Photo de Olivier Föllmi Photographe

Nous avons déjà tous vu prier des gens de différentes appartenances religieuses ou spirituelles, et même aller jusqu’à implorer. Qu’est-ce que cela nous inspire au niveau d’une démarche spirituelle ?

La prière, dans la plupart des traditions, est d’abord une mise en relation. Elle peut prendre mille formes, que ce soit la louange, la méditation, la contemplation silencieuse. Dans sa forme la plus répandue, elle n’attend pas nécessairement une réponse précise, elle exprime un état d’ouverture, une orientation de l’être vers quelque chose de plus grand.

L’imploration ouvre une dimension différente. Le mot vient du latin implorare, que l’on pourrait traduire par appeler en pleurant. On implore quand on a épuisé ses propres ressources, quand la vulnérabilité est totale. L’imploration brise l’illusion de l’autosuffisance.
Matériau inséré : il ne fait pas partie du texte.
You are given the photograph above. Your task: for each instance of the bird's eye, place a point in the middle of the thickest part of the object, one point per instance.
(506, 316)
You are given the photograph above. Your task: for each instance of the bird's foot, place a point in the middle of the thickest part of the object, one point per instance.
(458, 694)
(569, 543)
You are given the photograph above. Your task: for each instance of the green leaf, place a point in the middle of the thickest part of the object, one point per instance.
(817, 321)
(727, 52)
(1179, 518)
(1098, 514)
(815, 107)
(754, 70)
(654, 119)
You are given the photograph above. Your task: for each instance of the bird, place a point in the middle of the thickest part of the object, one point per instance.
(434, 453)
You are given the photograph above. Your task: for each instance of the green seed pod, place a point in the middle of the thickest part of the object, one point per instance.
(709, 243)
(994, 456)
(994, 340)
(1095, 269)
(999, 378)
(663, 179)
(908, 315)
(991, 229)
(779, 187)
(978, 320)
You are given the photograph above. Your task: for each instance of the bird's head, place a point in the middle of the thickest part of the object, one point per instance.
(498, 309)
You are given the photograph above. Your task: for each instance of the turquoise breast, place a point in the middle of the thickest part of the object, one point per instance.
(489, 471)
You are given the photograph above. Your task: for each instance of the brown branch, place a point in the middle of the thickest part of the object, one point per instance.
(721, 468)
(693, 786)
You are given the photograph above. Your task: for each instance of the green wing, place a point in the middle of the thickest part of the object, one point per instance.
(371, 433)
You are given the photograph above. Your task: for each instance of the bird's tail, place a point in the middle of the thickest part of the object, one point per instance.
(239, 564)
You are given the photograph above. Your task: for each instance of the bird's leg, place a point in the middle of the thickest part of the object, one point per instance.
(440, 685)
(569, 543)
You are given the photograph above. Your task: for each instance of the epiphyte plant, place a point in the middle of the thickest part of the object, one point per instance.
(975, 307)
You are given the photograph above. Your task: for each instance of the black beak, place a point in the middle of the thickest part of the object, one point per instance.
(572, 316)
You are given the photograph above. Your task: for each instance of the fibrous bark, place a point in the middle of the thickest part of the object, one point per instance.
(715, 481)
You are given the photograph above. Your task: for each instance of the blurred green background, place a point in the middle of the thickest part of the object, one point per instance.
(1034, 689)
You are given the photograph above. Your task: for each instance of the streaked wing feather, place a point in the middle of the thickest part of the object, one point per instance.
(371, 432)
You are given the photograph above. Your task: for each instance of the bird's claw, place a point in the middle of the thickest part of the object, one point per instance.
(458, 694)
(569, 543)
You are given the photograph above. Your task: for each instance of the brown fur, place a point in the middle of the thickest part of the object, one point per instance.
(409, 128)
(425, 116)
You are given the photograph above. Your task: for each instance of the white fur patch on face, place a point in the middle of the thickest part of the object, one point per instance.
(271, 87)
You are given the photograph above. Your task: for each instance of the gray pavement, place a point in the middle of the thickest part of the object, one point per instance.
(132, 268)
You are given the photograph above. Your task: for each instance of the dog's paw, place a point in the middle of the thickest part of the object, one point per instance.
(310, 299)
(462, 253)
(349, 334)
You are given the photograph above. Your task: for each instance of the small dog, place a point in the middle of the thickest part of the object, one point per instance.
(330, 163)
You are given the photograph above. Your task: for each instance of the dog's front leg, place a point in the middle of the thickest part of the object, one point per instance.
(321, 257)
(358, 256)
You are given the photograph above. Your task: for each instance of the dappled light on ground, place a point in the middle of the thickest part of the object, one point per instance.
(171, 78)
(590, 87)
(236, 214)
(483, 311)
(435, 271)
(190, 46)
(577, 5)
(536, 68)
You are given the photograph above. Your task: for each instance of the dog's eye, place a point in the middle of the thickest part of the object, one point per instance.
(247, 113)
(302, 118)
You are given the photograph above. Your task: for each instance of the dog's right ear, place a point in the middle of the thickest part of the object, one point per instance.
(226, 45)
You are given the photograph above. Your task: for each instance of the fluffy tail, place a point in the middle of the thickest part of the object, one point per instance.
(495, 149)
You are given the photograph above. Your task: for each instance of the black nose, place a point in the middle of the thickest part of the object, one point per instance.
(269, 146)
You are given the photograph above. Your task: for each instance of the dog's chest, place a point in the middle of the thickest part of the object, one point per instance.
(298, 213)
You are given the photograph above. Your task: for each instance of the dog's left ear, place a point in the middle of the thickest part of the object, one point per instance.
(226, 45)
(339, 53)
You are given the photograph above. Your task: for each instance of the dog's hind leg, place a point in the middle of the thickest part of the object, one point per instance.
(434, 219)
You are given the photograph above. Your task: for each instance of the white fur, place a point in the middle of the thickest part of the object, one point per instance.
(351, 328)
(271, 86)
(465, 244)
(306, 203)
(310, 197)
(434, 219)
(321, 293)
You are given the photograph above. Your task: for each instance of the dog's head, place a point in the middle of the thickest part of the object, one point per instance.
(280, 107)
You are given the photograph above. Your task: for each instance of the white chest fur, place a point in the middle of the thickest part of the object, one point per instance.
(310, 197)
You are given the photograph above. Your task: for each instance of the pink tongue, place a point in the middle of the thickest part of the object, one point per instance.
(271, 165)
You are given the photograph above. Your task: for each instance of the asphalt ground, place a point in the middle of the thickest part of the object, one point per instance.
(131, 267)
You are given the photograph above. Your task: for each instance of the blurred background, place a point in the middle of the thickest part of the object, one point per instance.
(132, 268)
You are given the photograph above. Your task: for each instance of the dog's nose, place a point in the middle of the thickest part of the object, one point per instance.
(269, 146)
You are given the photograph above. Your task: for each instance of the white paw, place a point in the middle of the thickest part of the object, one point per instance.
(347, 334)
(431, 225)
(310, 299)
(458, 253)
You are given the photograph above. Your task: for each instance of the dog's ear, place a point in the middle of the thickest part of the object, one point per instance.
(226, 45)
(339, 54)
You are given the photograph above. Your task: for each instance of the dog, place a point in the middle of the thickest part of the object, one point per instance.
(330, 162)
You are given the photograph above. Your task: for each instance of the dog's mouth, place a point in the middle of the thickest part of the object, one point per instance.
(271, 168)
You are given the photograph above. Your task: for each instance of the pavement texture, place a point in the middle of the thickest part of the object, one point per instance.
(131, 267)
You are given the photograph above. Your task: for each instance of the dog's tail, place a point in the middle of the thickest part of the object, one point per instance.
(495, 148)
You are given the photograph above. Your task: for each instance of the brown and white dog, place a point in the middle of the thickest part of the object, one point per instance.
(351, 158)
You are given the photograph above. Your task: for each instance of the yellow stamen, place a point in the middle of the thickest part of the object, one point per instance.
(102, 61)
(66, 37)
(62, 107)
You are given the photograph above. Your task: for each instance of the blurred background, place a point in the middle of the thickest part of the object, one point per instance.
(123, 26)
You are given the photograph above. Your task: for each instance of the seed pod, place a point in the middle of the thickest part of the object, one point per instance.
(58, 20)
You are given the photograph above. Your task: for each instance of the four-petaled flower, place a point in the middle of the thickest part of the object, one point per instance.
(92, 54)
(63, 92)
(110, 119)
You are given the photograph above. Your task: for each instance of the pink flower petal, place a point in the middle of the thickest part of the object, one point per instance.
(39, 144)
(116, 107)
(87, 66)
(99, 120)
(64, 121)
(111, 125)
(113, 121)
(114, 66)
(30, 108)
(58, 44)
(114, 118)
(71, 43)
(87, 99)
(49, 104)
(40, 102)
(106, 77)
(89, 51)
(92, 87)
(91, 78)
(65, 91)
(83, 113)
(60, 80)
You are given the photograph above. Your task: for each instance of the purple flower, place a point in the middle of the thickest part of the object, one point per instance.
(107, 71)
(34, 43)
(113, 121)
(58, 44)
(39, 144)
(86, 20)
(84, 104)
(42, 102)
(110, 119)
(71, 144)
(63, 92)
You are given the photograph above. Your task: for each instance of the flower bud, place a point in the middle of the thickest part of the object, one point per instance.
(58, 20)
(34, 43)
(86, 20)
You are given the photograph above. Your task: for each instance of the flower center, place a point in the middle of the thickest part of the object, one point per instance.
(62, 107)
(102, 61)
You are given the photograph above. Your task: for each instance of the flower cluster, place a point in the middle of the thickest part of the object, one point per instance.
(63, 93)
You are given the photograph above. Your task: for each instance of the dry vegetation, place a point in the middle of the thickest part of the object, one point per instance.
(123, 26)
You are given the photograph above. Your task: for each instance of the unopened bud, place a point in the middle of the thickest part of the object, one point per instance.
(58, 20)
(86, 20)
Toutefois, on pourrait voir les deux approches comme deux moments d’un même chemin. L’imploration écarte l’ego, l’illusion de contrôle, c’est un point de rupture. La prière habite l’espace qui s’est ouvert après cette rupture, c’est la relation qui s’installe dans la fissure.

Vu d’un autre angle, est-ce qu’un être supérieur à qui l’on adresse une demande peut changer les choses pour répondre à celle-ci ?

Certains penseurs, comme Spinoza, tirent la conclusion radicale que la prière de demande n’a aucun sens ontologique. Elle n’agit pas sur Dieu, elle agit seulement sur celui qui prie.

Chose certaine, si nous ne pouvons affirmer hors de tout doute que la prière et l’imploration ne modifient pas le plan divin, on peut constater qu’elles transforment néanmoins profondément le sujet qui les pratique. En reconnaissant son impuissance absolue, la personne sort de l’illusion de maîtrise. C’est l’affaissement de l’ego. La prière reconstruit ensuite une subjectivité différente, plus poreuse, plus réceptive, moins crispée sur sa propre volonté. Dans cette lecture, ce n’est pas Dieu, le grand Esprit ou la Nature qui intervient, c’est la structure psychospirituelle de la personne qui se réorganise autour d’un centre autre que l’ego.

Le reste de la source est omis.